Magnetic systems are challenging to model due to the existence of very many different local minima which, in most cases, are very close in energy Forcing the system into a specific state may not be easy, but there are methods that can help us achieve what we want.

DFT+U

The problem of DFT to describe correlated systems can be attributed to the tendency of xc functionals to over-delocalize valence electrons and to over-stabilize metallic ground states, this prevents materials like Hematite to be described by DFT. LDA and GGA both predict hematite to be a metallic system and they also underestimate local magnetic moments. The reason behind this delocalization is rooted to the inability of the approximated xc to completely cancel out the electronic self-interaction contained in the Hartree term. The main advantage of the DFT+U method is that it is within the realm of DFT, thus does not require significant effort to be implemented in the existing DFT codes and its computational cost is only slightly higher than that of normal DFT computations.

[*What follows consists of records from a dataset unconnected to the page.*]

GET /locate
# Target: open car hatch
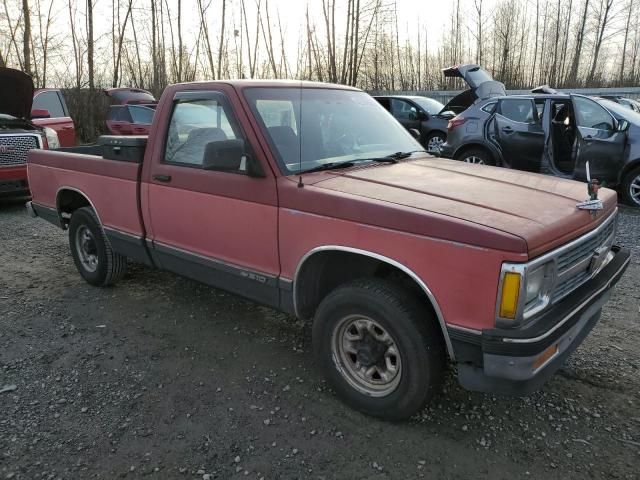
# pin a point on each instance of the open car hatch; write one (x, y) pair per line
(481, 86)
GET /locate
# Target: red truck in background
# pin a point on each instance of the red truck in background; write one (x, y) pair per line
(312, 199)
(50, 110)
(131, 111)
(22, 128)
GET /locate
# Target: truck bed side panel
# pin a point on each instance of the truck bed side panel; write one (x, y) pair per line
(111, 186)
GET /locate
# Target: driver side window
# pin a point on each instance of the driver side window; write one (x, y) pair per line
(195, 123)
(591, 115)
(403, 110)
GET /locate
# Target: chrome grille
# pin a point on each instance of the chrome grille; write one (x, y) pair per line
(573, 265)
(14, 148)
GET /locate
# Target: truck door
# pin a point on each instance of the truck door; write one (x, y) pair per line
(599, 142)
(518, 132)
(214, 222)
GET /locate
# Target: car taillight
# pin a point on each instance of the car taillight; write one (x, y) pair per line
(456, 122)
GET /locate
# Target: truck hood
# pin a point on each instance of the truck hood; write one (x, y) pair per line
(19, 103)
(539, 210)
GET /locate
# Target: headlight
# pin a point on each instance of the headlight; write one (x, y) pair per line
(52, 138)
(524, 291)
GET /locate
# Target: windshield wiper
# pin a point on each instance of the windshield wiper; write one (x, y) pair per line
(393, 158)
(330, 166)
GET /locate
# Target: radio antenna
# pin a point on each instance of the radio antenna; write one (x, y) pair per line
(300, 184)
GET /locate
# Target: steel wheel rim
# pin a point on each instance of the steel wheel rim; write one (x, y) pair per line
(474, 160)
(435, 144)
(634, 190)
(86, 249)
(366, 355)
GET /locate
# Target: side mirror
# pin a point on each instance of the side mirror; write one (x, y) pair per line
(623, 126)
(230, 156)
(224, 155)
(40, 113)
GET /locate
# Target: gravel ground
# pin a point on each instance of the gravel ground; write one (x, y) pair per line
(166, 378)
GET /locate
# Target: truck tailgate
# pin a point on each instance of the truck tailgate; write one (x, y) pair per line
(110, 186)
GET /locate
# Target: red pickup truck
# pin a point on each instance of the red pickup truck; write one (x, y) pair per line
(22, 128)
(314, 200)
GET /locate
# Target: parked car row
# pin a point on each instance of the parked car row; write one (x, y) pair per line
(545, 132)
(28, 119)
(555, 134)
(429, 117)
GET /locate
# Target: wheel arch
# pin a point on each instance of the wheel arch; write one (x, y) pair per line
(68, 200)
(324, 268)
(436, 130)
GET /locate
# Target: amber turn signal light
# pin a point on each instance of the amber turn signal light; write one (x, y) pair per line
(510, 294)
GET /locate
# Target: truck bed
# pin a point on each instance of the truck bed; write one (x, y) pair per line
(111, 186)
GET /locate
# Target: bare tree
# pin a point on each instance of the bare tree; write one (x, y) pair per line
(221, 48)
(603, 19)
(26, 38)
(624, 44)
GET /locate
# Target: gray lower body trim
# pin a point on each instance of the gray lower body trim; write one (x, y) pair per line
(46, 213)
(131, 246)
(260, 287)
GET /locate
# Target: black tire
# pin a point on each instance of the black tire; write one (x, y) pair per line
(413, 330)
(630, 180)
(478, 156)
(435, 136)
(96, 261)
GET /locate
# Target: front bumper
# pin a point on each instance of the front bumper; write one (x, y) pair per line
(518, 361)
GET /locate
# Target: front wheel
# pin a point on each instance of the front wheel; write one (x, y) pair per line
(476, 156)
(631, 188)
(379, 348)
(97, 263)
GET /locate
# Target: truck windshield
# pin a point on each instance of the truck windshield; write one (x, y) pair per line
(311, 127)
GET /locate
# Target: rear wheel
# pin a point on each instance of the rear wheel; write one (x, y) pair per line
(98, 264)
(435, 141)
(379, 347)
(477, 156)
(631, 187)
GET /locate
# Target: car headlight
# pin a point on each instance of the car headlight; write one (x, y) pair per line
(525, 290)
(52, 138)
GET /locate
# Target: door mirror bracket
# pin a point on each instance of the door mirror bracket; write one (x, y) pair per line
(623, 126)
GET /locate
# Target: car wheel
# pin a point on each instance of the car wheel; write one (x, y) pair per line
(97, 263)
(476, 156)
(379, 348)
(631, 188)
(435, 141)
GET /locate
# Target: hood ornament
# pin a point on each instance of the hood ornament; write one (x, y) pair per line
(593, 203)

DFT+U treats the d and f orbitals as localised while keep the rest at the delocalised LDA/GGA level. In order to do that it projects the bands into localised orbitals and compute a new potential. The DFT+U method can be used to penalise the non-integer occupancy of these orbitals, tending to fill states with occupancy greater than 0.5 and empty states with occupancy less than 0.5.

\[ \hat{V}^{(\sigma)}_{DFT+U} = \sum_{I} U^{(I)}\lvert \varphi_m^{(I)} \rangle (\frac{1}{2} \delta_{m m'} - n^{(I) (\sigma)}_{m m'}) \langle\varphi_{m'}^{(I)} \rvert \]

The U and J values are screened Coloumb and Exchange terms which are system and implementation dependent. In general, you are not able to plug and play an U or J value from the literature. What is usually done it's empirically testing different values (run multiple calculations with different combination of U and J) or most software (including ONETEP) have a linear response theory implementation to calculate the parameters from first principles 8 6 7.

Setting up the calculations

Now we start with the actual tutorial, we will setup a bulk hematite simulation where we apply a DFT+U correction on the d orbitals of the iron atom. We also have to label atoms based on their spin which allow us to assign different parameters for spin down and spin up Fe atoms. This will help us achieve the AFM state we are looking for. We will see what we should look out in an output and what are the interesting properties for this material.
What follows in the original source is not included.